To help in this process of digestion, the wall of the small intestine contains about 20,000,000 small glands. These glands send about 5 to 10 Intros of digestive juice into the intestine! This soaks and softens the food so that by the time it goes to the large intestine it’s in a semi liquid state.

If you were to look at the wall of the intestine with a magnifying lens, you would see that it isn’t smooth, but resembles velvet. It is covered with millions of tiny tentacle-like villi. The villi tell the glands when to pour out the digestive juice, and also help in the process of digestion themselves.

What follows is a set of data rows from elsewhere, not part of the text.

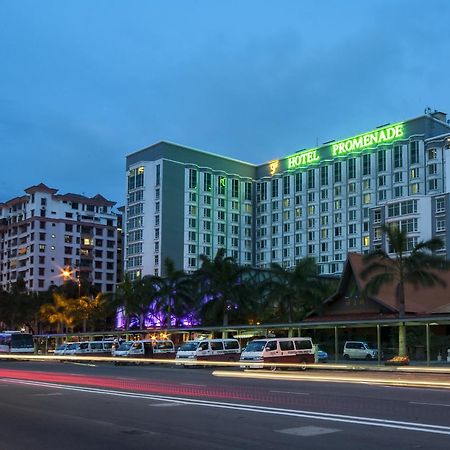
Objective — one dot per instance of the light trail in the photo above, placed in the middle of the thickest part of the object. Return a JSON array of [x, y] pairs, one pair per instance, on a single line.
[[379, 379], [300, 367], [353, 420]]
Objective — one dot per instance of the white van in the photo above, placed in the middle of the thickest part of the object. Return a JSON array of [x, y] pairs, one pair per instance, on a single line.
[[295, 350], [66, 349], [93, 348], [157, 349], [209, 350], [359, 350]]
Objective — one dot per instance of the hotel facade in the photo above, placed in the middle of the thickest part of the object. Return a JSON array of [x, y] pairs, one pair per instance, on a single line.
[[44, 234], [322, 202]]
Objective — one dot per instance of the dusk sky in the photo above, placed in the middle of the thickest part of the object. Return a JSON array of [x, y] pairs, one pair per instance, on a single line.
[[84, 83]]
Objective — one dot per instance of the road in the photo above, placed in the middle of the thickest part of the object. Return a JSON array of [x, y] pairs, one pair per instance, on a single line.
[[47, 405]]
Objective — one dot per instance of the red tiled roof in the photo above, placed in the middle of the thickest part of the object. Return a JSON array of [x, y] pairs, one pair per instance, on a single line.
[[420, 300], [41, 187]]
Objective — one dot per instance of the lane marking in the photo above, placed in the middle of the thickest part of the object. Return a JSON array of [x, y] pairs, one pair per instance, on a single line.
[[308, 431], [165, 405], [290, 392], [430, 404], [329, 379], [342, 418], [47, 395]]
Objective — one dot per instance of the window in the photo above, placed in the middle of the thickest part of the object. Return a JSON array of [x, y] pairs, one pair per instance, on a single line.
[[221, 185], [398, 191], [381, 160], [235, 188], [192, 179], [311, 179], [274, 185], [324, 175], [248, 191], [398, 157], [398, 177], [432, 153], [440, 225], [351, 168], [158, 175], [207, 182], [298, 182], [366, 164], [414, 152], [286, 185], [432, 185], [337, 172], [440, 204]]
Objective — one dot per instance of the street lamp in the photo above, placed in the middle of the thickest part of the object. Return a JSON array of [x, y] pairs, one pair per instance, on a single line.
[[68, 274]]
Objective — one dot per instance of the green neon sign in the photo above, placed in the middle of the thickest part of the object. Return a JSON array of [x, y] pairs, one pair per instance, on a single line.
[[362, 141], [384, 135], [303, 159]]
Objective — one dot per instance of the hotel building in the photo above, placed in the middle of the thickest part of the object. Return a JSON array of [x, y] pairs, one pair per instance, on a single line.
[[43, 233], [321, 202]]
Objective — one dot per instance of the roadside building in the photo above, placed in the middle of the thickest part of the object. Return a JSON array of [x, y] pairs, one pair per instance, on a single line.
[[322, 202], [44, 235]]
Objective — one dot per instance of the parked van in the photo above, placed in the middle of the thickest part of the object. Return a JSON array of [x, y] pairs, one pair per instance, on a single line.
[[209, 350], [61, 349], [158, 349], [296, 350], [93, 348], [66, 349], [359, 350]]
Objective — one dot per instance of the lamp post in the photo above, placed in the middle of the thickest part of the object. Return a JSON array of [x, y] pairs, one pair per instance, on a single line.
[[68, 274]]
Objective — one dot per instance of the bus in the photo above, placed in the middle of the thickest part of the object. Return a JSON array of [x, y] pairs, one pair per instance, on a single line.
[[16, 342]]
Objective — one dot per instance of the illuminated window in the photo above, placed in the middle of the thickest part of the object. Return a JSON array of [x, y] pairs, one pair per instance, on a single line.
[[414, 152], [432, 153], [192, 179]]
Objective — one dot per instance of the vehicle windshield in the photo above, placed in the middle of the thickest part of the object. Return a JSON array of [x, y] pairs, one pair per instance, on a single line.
[[124, 347], [255, 346], [189, 347], [20, 340]]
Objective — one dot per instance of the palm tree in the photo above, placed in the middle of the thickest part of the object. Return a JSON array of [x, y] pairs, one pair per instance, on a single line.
[[416, 267], [221, 285], [289, 292], [174, 294], [123, 299], [62, 312]]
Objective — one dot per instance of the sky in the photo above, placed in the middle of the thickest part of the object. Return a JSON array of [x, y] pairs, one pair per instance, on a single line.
[[83, 83]]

Food that cannot be digested by juices is digested in the large intestine by bacteria that live there. This is known as putrefaction. Billions of bacteria break down the coarser parts of the food we eat, such as the skins of fruit, and extract valuable materials the body needs.

This is only a rough idea of the way our intestines work. They are among the most amazing organs in our bodies, beautifully organized to do hundreds of things to the food we take in to keep alive.